WhatsApp ‘View Once’ Privacy Feature Vulnerability Allows Bypass

• A flaw in the end-to-end encrypted messaging platform WhatsApp lets users circumvent privacy protections.
• Any ill-intended user could view and save media that is supposed to only be viewed once by the recipient.
• A fix for this privacy protocol breach vulnerability is not yet available.

A critical bug has been discovered in the View Once feature of WhatsApp's browser-based web app. The feature is intended to permit sending pictures and videos that disappear after being viewed once by the recipient, enabling malicious users to bypass the intended privacy protections, according to security researchers’ reports.

Typically, the View Once feature, which was rolled out in 2021, warns desktop and web app users that pictures and videos can only be opened on mobile devices. Additionally, the mobile apps for Android and iOS have built-in protections that prevent recipients from taking screenshots or screen recordings of these disappearing messages.

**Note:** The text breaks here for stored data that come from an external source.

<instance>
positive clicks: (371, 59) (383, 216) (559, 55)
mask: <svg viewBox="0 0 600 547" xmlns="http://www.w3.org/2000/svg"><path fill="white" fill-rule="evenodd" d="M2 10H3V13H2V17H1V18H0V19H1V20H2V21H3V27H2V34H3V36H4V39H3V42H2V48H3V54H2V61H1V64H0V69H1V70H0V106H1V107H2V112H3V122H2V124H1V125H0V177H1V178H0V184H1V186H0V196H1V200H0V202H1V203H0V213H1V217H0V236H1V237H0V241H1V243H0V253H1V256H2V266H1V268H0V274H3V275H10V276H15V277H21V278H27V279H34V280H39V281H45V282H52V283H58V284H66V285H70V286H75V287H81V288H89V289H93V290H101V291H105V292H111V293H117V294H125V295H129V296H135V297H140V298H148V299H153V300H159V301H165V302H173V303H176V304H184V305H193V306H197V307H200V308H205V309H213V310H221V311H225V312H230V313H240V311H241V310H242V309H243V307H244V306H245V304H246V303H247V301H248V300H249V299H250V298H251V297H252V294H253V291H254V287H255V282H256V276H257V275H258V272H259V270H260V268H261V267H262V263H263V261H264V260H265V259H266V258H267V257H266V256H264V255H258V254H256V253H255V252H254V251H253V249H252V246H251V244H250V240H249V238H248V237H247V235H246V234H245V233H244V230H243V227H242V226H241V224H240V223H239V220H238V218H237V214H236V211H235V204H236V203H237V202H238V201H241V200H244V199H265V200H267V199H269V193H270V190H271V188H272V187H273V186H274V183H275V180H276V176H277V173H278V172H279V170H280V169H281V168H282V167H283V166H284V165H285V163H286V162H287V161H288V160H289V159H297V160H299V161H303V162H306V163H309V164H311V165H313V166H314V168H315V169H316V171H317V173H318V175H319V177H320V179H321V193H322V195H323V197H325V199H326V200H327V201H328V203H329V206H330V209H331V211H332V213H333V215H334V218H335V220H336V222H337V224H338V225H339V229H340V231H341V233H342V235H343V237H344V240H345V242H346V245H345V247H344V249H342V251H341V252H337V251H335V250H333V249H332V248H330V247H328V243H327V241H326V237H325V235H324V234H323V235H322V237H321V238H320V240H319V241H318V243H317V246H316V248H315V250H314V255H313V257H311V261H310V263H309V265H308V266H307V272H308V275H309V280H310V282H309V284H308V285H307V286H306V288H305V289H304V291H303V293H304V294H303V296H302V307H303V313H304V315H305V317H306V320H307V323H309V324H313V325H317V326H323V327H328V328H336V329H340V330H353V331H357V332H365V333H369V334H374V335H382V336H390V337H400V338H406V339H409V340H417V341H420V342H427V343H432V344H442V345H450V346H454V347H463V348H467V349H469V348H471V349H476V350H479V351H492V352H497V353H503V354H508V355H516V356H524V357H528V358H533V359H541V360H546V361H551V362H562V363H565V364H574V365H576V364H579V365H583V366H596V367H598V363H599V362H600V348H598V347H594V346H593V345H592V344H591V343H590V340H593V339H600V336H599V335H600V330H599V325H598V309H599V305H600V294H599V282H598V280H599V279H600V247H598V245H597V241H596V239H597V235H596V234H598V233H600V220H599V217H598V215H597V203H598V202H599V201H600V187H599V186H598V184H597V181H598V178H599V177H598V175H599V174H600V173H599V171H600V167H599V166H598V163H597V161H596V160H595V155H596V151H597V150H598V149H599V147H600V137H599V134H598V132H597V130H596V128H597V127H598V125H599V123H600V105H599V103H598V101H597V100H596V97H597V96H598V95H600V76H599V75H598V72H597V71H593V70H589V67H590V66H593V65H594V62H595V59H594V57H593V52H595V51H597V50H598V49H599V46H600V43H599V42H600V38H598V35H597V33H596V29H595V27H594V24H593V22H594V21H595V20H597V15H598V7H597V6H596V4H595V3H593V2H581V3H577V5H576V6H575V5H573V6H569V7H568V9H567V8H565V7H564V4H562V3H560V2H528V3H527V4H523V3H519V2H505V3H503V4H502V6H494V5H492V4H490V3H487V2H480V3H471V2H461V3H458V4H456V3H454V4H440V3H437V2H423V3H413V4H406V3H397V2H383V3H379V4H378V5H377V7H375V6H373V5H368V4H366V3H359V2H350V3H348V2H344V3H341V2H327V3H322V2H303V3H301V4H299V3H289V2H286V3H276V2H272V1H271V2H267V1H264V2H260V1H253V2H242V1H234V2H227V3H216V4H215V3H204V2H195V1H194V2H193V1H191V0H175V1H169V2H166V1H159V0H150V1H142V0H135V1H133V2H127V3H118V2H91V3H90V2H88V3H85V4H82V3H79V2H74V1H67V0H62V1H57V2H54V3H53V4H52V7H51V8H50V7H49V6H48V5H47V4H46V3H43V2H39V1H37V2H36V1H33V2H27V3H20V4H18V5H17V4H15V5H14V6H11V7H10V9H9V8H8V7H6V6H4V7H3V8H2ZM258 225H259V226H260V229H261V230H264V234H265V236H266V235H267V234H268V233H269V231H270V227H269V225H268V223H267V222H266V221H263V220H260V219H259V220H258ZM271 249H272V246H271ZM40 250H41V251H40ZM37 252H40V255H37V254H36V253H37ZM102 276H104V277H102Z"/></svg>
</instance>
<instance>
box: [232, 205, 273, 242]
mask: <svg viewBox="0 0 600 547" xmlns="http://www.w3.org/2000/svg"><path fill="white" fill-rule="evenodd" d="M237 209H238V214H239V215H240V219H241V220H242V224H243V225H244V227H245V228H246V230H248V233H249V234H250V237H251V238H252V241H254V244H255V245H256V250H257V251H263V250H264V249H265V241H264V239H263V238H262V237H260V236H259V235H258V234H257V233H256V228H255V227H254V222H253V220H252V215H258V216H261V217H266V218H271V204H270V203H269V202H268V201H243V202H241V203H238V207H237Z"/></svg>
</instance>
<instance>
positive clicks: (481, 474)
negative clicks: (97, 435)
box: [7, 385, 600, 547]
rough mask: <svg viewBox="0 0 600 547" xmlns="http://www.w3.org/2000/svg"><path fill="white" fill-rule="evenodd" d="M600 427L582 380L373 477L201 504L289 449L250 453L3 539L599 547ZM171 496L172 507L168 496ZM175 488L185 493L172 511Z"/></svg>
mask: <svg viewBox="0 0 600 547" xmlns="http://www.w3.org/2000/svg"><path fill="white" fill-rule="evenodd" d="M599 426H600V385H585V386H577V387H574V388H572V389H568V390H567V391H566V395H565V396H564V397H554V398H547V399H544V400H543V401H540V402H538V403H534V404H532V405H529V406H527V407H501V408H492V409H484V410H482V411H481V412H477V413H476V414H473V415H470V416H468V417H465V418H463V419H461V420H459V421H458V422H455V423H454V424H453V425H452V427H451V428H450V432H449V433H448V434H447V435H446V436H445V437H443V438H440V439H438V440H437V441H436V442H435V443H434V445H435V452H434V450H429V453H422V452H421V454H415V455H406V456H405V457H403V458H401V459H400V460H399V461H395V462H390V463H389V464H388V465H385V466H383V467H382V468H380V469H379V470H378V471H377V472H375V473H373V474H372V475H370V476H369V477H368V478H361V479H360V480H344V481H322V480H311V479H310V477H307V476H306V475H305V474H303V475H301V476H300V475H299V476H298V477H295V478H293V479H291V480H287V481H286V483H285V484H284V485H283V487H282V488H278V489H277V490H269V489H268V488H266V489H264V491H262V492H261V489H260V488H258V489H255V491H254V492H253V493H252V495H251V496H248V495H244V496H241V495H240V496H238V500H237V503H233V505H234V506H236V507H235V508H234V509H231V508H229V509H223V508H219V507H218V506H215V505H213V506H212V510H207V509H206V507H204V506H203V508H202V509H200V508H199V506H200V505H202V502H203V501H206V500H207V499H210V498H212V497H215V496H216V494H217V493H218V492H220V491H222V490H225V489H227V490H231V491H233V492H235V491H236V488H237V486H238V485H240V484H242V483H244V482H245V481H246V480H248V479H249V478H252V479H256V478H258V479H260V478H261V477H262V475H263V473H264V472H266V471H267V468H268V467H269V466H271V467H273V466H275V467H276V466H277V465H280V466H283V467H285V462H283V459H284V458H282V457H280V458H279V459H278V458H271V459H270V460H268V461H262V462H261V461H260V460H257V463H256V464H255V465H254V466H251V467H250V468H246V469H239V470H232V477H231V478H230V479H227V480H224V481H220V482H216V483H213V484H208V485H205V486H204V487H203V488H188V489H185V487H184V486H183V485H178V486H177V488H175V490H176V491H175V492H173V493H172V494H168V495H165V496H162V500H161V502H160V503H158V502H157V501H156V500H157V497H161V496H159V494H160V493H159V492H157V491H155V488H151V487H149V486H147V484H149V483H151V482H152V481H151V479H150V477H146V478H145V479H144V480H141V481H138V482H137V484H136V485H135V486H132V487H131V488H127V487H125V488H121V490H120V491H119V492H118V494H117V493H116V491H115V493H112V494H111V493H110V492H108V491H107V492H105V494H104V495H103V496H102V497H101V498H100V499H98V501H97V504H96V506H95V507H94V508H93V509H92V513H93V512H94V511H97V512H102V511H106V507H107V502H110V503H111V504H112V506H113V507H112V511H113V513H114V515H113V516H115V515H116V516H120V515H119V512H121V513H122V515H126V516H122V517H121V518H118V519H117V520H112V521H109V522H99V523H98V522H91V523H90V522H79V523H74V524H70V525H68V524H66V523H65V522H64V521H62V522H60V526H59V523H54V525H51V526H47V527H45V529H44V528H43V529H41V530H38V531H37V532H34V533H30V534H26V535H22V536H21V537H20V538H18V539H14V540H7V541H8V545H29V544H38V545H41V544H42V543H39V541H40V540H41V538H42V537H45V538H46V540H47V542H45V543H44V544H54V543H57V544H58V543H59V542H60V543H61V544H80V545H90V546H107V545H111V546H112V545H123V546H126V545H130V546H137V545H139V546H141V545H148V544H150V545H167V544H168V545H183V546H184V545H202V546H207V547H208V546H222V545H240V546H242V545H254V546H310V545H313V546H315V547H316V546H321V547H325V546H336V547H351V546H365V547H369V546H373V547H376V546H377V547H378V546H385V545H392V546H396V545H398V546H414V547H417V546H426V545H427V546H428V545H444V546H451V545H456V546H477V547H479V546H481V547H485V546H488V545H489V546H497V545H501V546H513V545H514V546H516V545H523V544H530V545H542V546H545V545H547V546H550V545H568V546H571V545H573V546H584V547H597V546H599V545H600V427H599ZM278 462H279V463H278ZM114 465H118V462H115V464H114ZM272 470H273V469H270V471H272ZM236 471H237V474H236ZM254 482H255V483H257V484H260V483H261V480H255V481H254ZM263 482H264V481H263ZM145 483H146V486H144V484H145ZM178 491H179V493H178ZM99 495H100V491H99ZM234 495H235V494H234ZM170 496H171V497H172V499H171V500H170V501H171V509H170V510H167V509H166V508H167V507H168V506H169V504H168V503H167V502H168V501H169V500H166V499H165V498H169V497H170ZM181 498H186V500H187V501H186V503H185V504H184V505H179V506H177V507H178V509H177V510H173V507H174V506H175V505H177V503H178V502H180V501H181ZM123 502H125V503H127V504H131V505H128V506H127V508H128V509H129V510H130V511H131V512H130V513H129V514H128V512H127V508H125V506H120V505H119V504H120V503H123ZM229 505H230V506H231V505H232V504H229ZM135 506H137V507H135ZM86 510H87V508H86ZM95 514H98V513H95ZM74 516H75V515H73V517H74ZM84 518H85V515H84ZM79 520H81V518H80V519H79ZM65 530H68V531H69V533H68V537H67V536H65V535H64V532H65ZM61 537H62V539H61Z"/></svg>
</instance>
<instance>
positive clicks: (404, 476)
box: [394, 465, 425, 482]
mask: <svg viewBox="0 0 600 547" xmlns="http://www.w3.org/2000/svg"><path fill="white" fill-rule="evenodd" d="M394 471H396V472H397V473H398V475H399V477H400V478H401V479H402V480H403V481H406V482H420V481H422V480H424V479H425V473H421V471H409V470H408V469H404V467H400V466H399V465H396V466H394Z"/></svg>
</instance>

Despite these safeguards, a web app vulnerability lets recipients breach privacy protocols and view and save one-time-view media. Discussions around bypassing the "View Once" feature have appeared on social media and through browser extensions, though specifics are withheld to prevent misuse. 

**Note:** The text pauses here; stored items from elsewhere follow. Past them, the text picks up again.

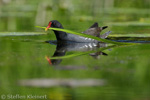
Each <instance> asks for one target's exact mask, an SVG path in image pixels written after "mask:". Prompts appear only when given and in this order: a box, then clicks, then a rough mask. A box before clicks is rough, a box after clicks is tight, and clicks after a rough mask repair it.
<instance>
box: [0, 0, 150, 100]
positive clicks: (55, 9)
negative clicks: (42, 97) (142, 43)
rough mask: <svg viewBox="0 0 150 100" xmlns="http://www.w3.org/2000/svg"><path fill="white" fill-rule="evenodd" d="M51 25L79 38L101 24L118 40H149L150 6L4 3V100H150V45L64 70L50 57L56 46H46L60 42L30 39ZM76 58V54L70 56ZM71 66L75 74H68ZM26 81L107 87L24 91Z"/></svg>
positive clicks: (57, 88)
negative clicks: (36, 95) (30, 97)
mask: <svg viewBox="0 0 150 100" xmlns="http://www.w3.org/2000/svg"><path fill="white" fill-rule="evenodd" d="M50 20H58V21H60V22H61V23H62V24H63V26H64V27H65V28H66V29H70V30H73V31H77V32H81V31H84V30H85V29H87V28H88V27H89V26H90V25H92V24H93V23H94V22H98V23H99V25H100V26H103V25H107V26H109V28H108V29H106V30H105V31H108V30H111V31H112V35H113V34H118V35H120V34H128V35H129V36H130V34H135V36H136V35H137V36H138V35H139V34H140V35H141V34H149V33H150V0H0V96H1V99H2V100H3V98H2V95H5V96H6V98H7V95H8V94H11V95H14V96H15V95H16V94H19V95H22V96H25V95H29V94H32V95H46V96H47V100H120V99H122V100H149V99H150V81H149V79H150V73H149V71H150V67H149V65H150V62H149V50H150V44H140V45H133V46H124V47H117V48H112V49H111V50H105V51H104V52H105V53H107V54H108V56H101V57H100V59H93V58H92V57H90V56H89V55H84V56H79V57H74V58H69V59H63V61H62V62H61V64H60V65H59V66H53V65H49V64H48V62H47V61H46V59H45V56H46V55H47V56H52V55H53V53H54V51H55V49H56V46H55V45H50V44H46V43H44V41H46V40H55V35H54V34H53V32H52V31H49V32H48V33H50V34H47V35H31V36H30V35H25V33H28V34H32V33H46V32H44V30H43V29H38V28H36V27H35V26H47V24H48V22H49V21H50ZM16 33H17V35H16ZM51 33H52V34H51ZM2 34H3V35H4V34H6V36H3V35H2ZM7 34H8V35H9V34H11V36H8V35H7ZM18 34H23V35H25V36H19V35H18ZM73 53H76V52H73V51H72V52H68V53H67V54H73ZM68 66H70V67H71V69H67V68H68ZM66 67H67V68H66ZM23 79H58V80H59V79H62V80H63V79H73V80H84V79H97V80H99V79H102V80H105V81H106V83H105V84H103V85H100V86H92V85H91V86H81V87H80V86H79V87H72V86H54V87H46V88H43V87H34V86H31V87H28V86H20V85H19V84H18V81H19V80H23ZM7 99H8V98H7ZM11 99H12V98H11ZM17 99H19V98H17ZM20 99H21V98H20ZM24 99H25V100H28V99H27V98H24ZM24 99H23V98H22V100H24ZM14 100H15V99H14ZM30 100H39V99H33V98H30ZM41 100H42V99H41Z"/></svg>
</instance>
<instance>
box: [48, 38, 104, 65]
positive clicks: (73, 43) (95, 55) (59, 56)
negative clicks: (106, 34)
mask: <svg viewBox="0 0 150 100" xmlns="http://www.w3.org/2000/svg"><path fill="white" fill-rule="evenodd" d="M46 43H50V44H52V45H57V47H56V50H55V52H54V54H53V56H52V57H62V56H65V54H66V52H70V51H84V52H85V51H94V50H97V49H98V48H105V47H107V44H106V43H87V42H86V43H76V42H70V41H67V42H66V41H52V40H50V41H46ZM89 55H90V56H92V57H93V58H96V59H98V58H99V57H100V55H107V54H106V53H104V52H102V51H97V52H95V53H90V54H89ZM61 61H62V59H52V60H50V62H51V63H50V64H52V65H58V64H60V63H61Z"/></svg>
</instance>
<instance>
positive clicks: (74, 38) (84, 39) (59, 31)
mask: <svg viewBox="0 0 150 100" xmlns="http://www.w3.org/2000/svg"><path fill="white" fill-rule="evenodd" d="M50 27H53V28H62V29H64V28H63V26H62V25H61V23H60V22H58V21H57V20H52V21H50V22H49V24H48V26H47V27H46V29H45V31H47V30H48V28H50ZM105 28H107V26H104V27H98V23H94V24H93V25H92V26H91V27H90V28H89V29H88V30H86V31H84V32H82V33H84V34H88V35H93V36H96V37H100V38H107V36H108V35H109V33H110V31H108V32H106V33H104V34H103V35H100V32H101V31H102V30H103V29H105ZM53 31H54V33H55V35H56V39H57V41H73V42H94V43H98V42H100V41H97V40H94V39H91V38H86V37H82V36H78V35H74V34H69V33H66V32H62V31H56V30H53Z"/></svg>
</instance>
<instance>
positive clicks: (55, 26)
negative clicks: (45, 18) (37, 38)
mask: <svg viewBox="0 0 150 100" xmlns="http://www.w3.org/2000/svg"><path fill="white" fill-rule="evenodd" d="M50 27H53V28H63V26H62V25H61V24H60V23H59V22H58V21H57V20H52V21H50V22H49V23H48V26H47V27H46V28H45V31H47V30H48V28H50Z"/></svg>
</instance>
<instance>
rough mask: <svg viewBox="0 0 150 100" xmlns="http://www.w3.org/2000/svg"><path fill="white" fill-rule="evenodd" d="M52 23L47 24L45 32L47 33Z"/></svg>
mask: <svg viewBox="0 0 150 100" xmlns="http://www.w3.org/2000/svg"><path fill="white" fill-rule="evenodd" d="M51 24H52V22H49V24H48V26H47V27H46V28H45V31H47V30H48V29H49V28H50V27H51Z"/></svg>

While WhatsApp has acknowledged the issue, it has not yet provided a timeline for when users can expect a resolution to this vulnerability. Until a fix is implemented, caution is advised when using the "View Once" feature on WhatsApp's web app.

In July, reports said that the latest version of WhatsApp for Windows allows arbitrary code execution without warning the user, permitting Python and PHP execution. It targets users who have already installed Python, such as software developers, with WhatsApp reportedly not planning to block Python scripts from being shared or downloaded. 

Privacy breaches have also been reported in apps from the dating segment, which allow users to learn the location of other users with down to 2 meters of accuracy. Some of these apps showed leaks in API traffic that exposed private user data, and a user with malicious intent could exploit these to monitor unsuspecting users.